Speaking of equality, critics and historians often debate about Whitman’s actual sexuality, but whatever the man identified as, his poetry is what matters. “Calamus” is probably the most overtly homoerotic of his poems, but we have selected passages from “Song of Myself” that capture this spirit even better. There’s plenty of that, actually, but the significance of it is how ahead of his time Whitman was.
Though homosexuality is as old as time, an early reception of Leaves of Grass expresses rejection of what were overtly homosexual passages, suggesting Whitman was guilty of “that horrible sin not to be mentioned among Christians.” Whitman’s sexuality was debated in his own time and people even often asked him about it directly; others provided secondhand testimonies of it. Although Whitman denied any such thing, he didn’t shy away from writing about it. You could even call him a closeted gay, but there’s no doubt that Whitman was way ahead of his time.
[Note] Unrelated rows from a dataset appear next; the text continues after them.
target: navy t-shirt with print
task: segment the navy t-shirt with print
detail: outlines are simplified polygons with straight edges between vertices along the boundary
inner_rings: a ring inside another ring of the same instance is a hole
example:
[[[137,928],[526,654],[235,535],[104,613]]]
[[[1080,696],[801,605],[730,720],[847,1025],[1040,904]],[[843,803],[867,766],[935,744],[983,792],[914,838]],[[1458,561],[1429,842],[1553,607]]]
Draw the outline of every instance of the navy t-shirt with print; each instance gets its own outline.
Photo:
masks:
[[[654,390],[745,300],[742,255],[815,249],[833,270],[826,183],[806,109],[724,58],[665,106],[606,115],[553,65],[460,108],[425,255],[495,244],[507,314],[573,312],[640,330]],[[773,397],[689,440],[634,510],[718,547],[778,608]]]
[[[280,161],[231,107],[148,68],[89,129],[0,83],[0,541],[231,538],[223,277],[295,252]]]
Here are some of his most celebrated verses and quotes, some of which are poems in their entirety. We have categorized them under two themes: “Free, American, and proud” and “Song of myself: the gayest passages.”
Free, American, and Proud
1. From “I Hear America Sing”
“The carpenter singing his as he measures his plank or beam,
The mason singing his as he makes ready for work, or leaves off work,
The boatman singing what belongs to him in his boat, the deckhand singing on the steamboat deck,
The shoemaker singing as he sits on his bench, the hatter singing as he stands,
The wood-cutter’s song, the ploughboy’s on his way in the morning, or at noon intermission or at sundown,
The delicious singing of the mother, or of the young wife at work, or of the girl sewing or washing,
Each singing what belongs to him or her and to none else.”
@efraincaravantes
2. From “America”
“Centre of equal daughters, equal sons,
All, all alike endear’d, grown, ungrown, young or old,
Strong, ample, fair, enduring, capable, rich,
Perennial with the Earth, with Freedom, Law and Love”
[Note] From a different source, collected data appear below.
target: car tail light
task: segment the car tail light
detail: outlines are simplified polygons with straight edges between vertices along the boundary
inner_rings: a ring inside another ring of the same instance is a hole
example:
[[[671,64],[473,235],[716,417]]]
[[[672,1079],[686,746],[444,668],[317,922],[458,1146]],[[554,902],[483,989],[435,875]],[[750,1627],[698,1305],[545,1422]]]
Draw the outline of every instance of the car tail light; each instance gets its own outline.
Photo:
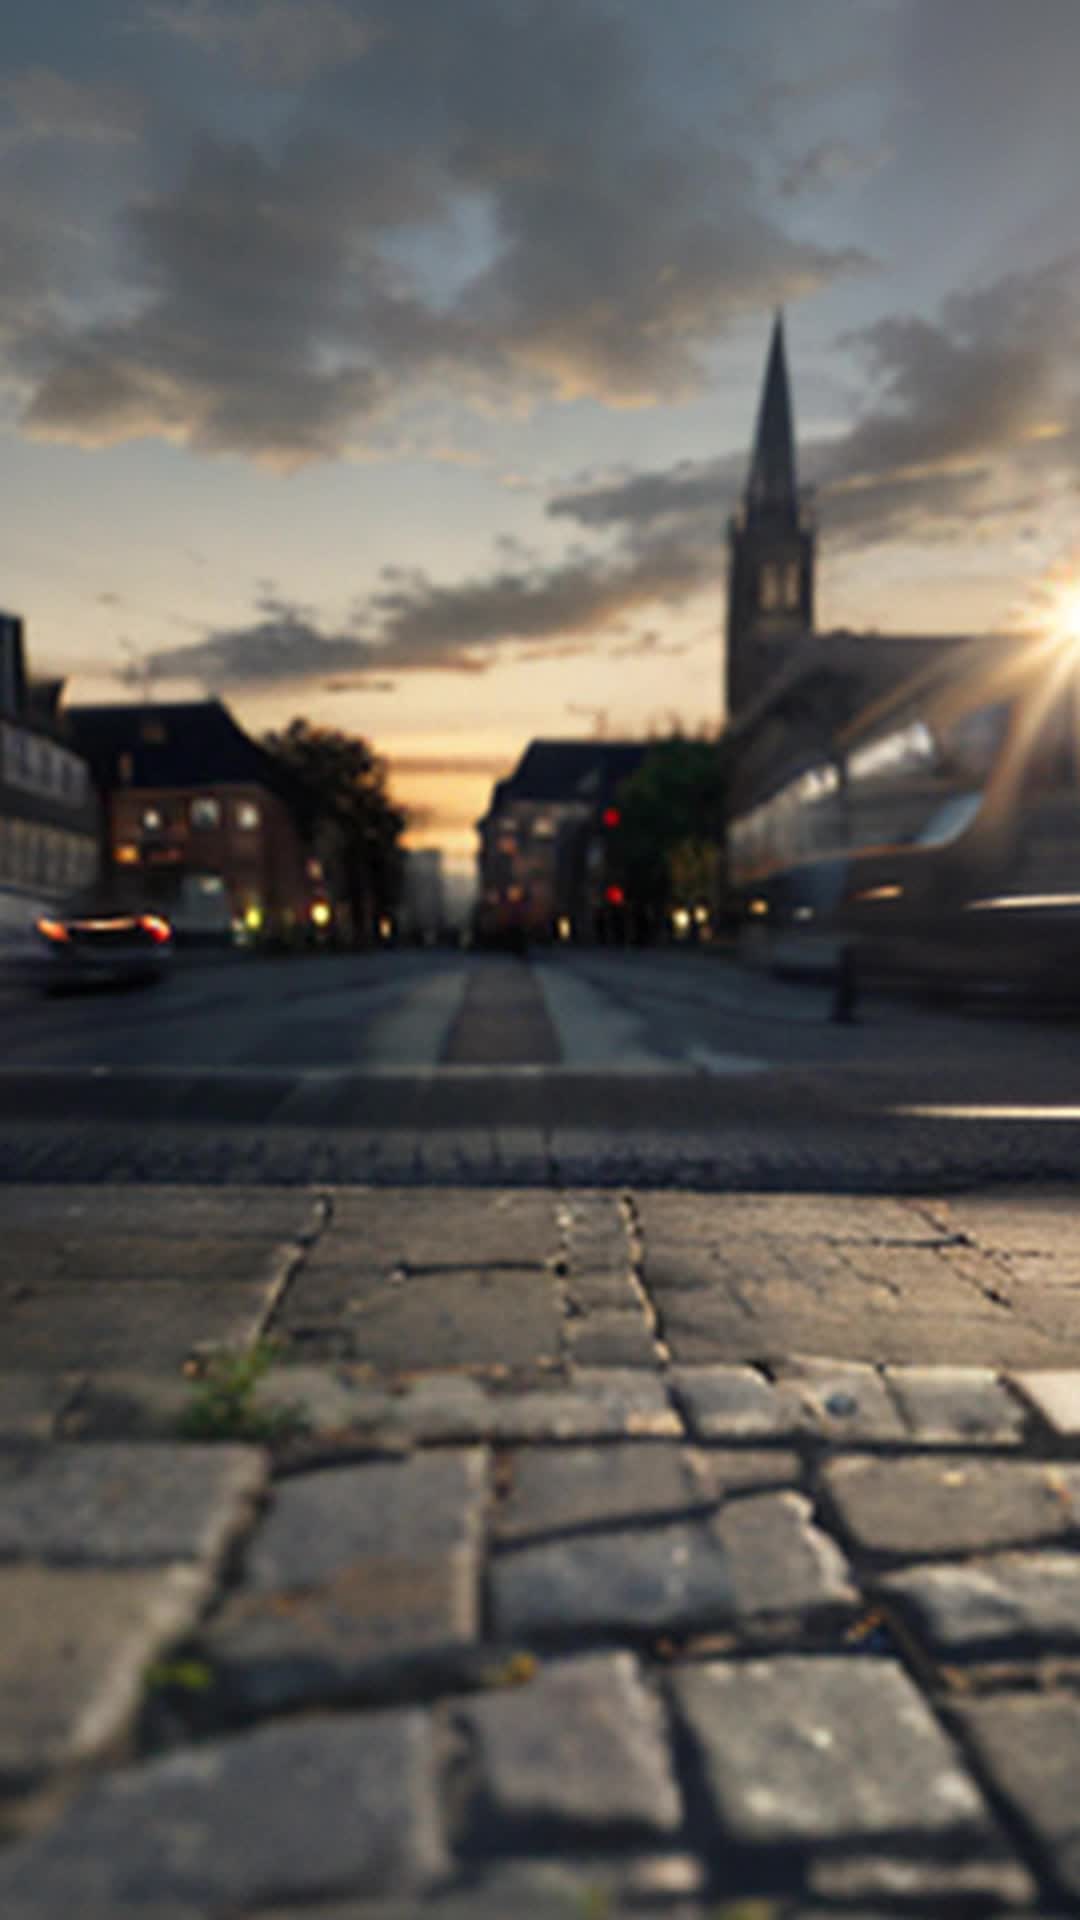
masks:
[[[162,919],[160,913],[141,913],[139,925],[159,947],[163,947],[166,940],[172,939],[172,928],[167,920]]]
[[[62,920],[42,919],[38,920],[36,925],[42,938],[54,941],[57,946],[63,946],[66,941],[71,939],[71,935]]]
3. From the Preface to Leaves of Grass
“Their Presidents shall not be their common referee so much as their poets shall…”
4. From the Preface to Leaves of Grass
“The genius of the United States is not best or most in its executives or legislatures, nor in its ambassadors or authors or colleges or churches or parlors, nor even in its newspapers or inventors … but always most in the common people.”
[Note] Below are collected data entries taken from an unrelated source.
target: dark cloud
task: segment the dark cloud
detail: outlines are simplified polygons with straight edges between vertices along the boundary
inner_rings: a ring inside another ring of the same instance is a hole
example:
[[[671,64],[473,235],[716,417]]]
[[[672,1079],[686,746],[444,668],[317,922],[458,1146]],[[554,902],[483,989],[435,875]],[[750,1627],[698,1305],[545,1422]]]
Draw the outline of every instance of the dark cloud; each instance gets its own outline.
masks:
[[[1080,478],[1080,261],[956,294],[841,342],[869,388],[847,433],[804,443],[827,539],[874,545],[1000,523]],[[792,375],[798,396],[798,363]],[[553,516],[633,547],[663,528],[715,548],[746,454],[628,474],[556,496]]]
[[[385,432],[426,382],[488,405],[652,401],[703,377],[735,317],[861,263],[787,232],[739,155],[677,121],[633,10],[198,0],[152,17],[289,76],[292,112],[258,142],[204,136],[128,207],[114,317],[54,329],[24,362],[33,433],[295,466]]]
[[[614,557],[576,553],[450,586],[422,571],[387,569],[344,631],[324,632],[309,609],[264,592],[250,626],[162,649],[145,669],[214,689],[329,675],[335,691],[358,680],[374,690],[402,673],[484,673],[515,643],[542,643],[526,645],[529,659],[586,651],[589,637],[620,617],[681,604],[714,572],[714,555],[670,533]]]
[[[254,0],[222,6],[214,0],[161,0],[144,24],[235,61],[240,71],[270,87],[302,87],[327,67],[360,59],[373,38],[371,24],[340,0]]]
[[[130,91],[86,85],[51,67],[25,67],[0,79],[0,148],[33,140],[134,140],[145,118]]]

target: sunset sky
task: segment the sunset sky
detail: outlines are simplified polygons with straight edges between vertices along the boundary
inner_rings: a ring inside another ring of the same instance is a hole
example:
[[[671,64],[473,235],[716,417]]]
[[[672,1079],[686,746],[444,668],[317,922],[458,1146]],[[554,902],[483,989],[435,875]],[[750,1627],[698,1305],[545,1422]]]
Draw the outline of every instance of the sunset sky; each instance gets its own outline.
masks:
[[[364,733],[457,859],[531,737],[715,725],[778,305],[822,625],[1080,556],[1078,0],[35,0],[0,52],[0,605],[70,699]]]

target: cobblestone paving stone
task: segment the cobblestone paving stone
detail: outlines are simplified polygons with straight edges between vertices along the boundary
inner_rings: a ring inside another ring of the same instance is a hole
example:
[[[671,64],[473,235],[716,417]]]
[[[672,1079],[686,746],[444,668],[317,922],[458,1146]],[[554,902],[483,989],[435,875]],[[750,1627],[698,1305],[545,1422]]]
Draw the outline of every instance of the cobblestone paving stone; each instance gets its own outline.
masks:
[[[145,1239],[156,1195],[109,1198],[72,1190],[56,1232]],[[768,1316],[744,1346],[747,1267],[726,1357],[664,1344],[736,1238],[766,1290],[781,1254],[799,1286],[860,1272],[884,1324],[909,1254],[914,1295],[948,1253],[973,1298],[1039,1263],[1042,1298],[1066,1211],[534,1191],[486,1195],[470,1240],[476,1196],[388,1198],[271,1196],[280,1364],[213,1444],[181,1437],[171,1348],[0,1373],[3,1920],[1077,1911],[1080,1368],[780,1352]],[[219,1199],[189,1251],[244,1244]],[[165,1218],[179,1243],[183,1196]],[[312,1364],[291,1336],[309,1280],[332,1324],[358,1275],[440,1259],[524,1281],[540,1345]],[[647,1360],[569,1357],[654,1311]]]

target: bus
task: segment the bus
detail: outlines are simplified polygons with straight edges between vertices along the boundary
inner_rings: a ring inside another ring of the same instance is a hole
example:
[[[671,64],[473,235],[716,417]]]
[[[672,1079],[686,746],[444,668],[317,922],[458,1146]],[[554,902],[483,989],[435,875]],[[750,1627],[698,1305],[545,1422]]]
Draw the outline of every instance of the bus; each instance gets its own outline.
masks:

5. From the Preface to Leaves of Grass
“The Americans of all nations at any time upon the earth have probably the fullest poetical nature. The United States themselves are essentially the greatest poem.”
6. From “To Foreign Lands”
“I heard that you ask’d for something to prove this puzzle the New World
And to define America, her athletic Democracy,
Therefore I send you my poems that you behold in them what you wanted.”
“Song of myself:” the gayest passages
7.
“It may be you transpire from the breasts of young men,
It may be if I had known them I would have loved them,
The boatmen and clam-diggers arose early and stopt for me,
I tuck’d my trowser-ends in my boots and went and had a good time;
You should have been with us that day round the chowder-kettle.”
8.
“Twenty-eight young men bathe by the shore,
Twenty-eight young men and all so friendly;
Twenty-eight years of womanly life and all so lonesome”.
9.
“His blue shirt exposes his ample neck and breast and loosens
over his hip-band,
His glance is calm and commanding, he tosses the slouch of
his hat away from his forehead,
The sun falls on his crispy hair and mustache, falls on the
black of his polish’d and perfect limbs.”
@joe_loli_artlab
10.
“The young fellow drives the express-wagon, (I love him,
though I do not know him;)
His nostrils dilate as my heels embrace him,
His well-built limbs tremble with pleasure as we race around
and return.
I but use you a minute, then I resign you, stallion,
Why do I need your paces when I myself out-gallop them?
Even as I stand or sit passing faster than you.”